Lux Deluxe As All Signs Point Up


     The Luxembourg-based all cargo airline reports revenues of 1.4 billion USD for 2005–an increase of 18 percent compared to the previous year.
     “We’ve offered the market an additional capacity of 18 percent last year which we were able to completely sell to our customers,” reports Uli Ogiermann, German-born helm of Cargolux (CV), during a recent meeting in Hamburg, Germany.
     Expected Cargolux profit of something between 58 to 60 million USD trails 2004’s result by about 20 million US dollars.
     Exact figures for fiscal 2005 will be presented later in Spring ‘06 during the carrier’s annual conference in Luxemburg.
     Main reason for the profit decline is the high soaring fuel price, says Ogiermann.
     “We had to pay an additional 170 million USD last year on kerosene.”
     Presently the freight carrier’s fleet comprises 14 Boeing 747-400F, which average an age of six years.
     Freighter number fifteen, which is a converted pax aircraft of Korean’s Asiana and the first ex-passenger plane CV has ever purchased, will join the fleet at the end of this year.
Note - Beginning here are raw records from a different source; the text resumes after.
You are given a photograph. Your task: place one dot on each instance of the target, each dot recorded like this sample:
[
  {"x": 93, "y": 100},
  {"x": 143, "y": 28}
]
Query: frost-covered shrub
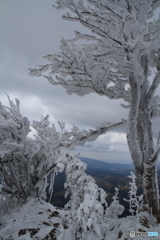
[
  {"x": 115, "y": 209},
  {"x": 87, "y": 201},
  {"x": 24, "y": 162},
  {"x": 134, "y": 201}
]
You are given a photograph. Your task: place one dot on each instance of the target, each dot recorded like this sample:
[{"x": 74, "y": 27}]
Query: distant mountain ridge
[{"x": 92, "y": 163}]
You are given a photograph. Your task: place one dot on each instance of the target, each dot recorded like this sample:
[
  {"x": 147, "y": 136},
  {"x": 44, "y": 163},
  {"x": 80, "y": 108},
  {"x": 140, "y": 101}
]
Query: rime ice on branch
[{"x": 116, "y": 62}]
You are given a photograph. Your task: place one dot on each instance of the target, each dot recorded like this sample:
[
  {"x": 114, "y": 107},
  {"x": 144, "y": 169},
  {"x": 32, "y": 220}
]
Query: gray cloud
[{"x": 29, "y": 30}]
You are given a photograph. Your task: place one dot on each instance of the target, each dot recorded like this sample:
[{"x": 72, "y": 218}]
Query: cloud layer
[{"x": 30, "y": 30}]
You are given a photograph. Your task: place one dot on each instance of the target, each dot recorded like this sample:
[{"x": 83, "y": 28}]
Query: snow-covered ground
[{"x": 39, "y": 220}]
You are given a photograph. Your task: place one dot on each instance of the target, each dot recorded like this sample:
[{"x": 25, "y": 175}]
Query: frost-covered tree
[
  {"x": 118, "y": 62},
  {"x": 134, "y": 200},
  {"x": 115, "y": 209},
  {"x": 87, "y": 202}
]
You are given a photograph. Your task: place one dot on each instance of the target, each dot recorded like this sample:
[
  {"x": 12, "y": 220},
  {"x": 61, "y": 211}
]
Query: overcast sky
[{"x": 29, "y": 30}]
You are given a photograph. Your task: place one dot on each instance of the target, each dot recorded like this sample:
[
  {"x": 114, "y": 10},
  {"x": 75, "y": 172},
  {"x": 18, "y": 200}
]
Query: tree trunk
[{"x": 150, "y": 190}]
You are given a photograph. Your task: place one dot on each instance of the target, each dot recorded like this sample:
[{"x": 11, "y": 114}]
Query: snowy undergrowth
[{"x": 40, "y": 220}]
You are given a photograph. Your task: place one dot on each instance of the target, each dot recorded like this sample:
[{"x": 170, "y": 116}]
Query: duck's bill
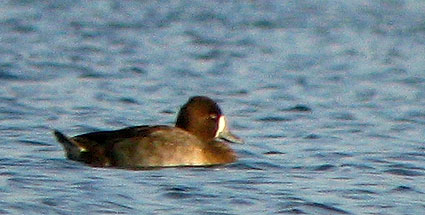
[
  {"x": 227, "y": 136},
  {"x": 224, "y": 133}
]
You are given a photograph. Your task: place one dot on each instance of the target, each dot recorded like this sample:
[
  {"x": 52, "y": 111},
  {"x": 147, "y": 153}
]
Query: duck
[{"x": 199, "y": 137}]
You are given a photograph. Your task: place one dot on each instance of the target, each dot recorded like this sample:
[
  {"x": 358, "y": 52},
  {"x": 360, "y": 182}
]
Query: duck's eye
[{"x": 213, "y": 116}]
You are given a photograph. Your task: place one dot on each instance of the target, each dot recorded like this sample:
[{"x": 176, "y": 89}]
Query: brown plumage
[{"x": 194, "y": 141}]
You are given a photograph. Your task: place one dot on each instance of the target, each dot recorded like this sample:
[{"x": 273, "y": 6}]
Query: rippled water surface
[{"x": 328, "y": 95}]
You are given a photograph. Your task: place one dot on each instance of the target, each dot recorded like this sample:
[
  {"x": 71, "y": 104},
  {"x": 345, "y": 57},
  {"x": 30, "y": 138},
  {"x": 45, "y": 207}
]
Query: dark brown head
[{"x": 202, "y": 117}]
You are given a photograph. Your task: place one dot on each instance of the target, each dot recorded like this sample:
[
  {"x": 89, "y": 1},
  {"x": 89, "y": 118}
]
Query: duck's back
[{"x": 145, "y": 146}]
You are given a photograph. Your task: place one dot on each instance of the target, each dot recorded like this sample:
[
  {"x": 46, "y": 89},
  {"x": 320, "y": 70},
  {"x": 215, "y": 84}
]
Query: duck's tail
[{"x": 72, "y": 149}]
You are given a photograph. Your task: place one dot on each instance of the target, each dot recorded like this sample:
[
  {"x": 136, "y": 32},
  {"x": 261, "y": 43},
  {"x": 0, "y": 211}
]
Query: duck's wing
[{"x": 95, "y": 148}]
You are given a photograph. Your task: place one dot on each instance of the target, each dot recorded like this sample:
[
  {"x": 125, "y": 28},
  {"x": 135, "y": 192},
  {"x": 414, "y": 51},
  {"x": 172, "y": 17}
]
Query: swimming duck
[{"x": 198, "y": 139}]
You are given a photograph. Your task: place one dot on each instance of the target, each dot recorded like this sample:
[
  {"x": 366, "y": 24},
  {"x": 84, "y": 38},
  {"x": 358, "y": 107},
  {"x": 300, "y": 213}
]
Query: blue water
[{"x": 329, "y": 97}]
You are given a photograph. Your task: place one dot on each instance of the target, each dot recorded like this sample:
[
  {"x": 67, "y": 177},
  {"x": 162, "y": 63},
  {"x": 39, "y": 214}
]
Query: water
[{"x": 329, "y": 97}]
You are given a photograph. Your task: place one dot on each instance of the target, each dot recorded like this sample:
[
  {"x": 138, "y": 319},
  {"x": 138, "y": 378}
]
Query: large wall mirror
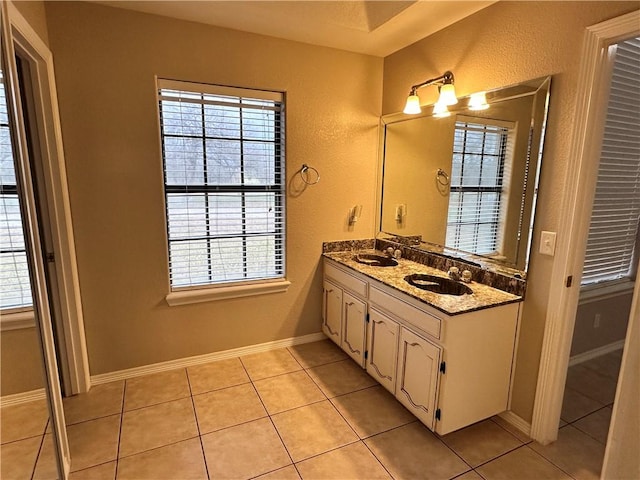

     Since the carrier wants to keep outpacing the market in the years to come with continuous double-digit growth rates annually, Ogiermann revealed plans to phase in two additional B747-400Fs until 2009.
     By then the world’s eighth biggest cargo airline will receive its first B747-8F out of a total order of ten plus ten options for this brand new freight plane Boeing is offering the market.
     “We are the launch customer of this aircraft. “That’s why we were able to influence the shaping and the performance of the B747-8F according to our specific needs, after we finally had convinced Boeing to build the freighter,” the CEO says.
     The aircraft, which can carry up to 140 tons, will lift the overall capacity of CV dramatically while decreasing fuel costs, since it consumes 17 percent less compared to the -400F.
     “We also considered buying the A380F, but after thorough investigations we decided to place the Boeing order, mainly due to economic reasons,” explained Ogiermann.
     In fact CV is serving quite a lot of airports worldwide that lack the necessary infrastructure and are not compatible for the A380F, such as Petrolina/Brazil, Kinshasa/Congo and Latacunga/Ecuador.
     “We would love to have a mixed fleet of Boeing and Airbus freighters to serve trunk routes as well as secondary lanes, but unfortunately we cannot afford to finance this venture.”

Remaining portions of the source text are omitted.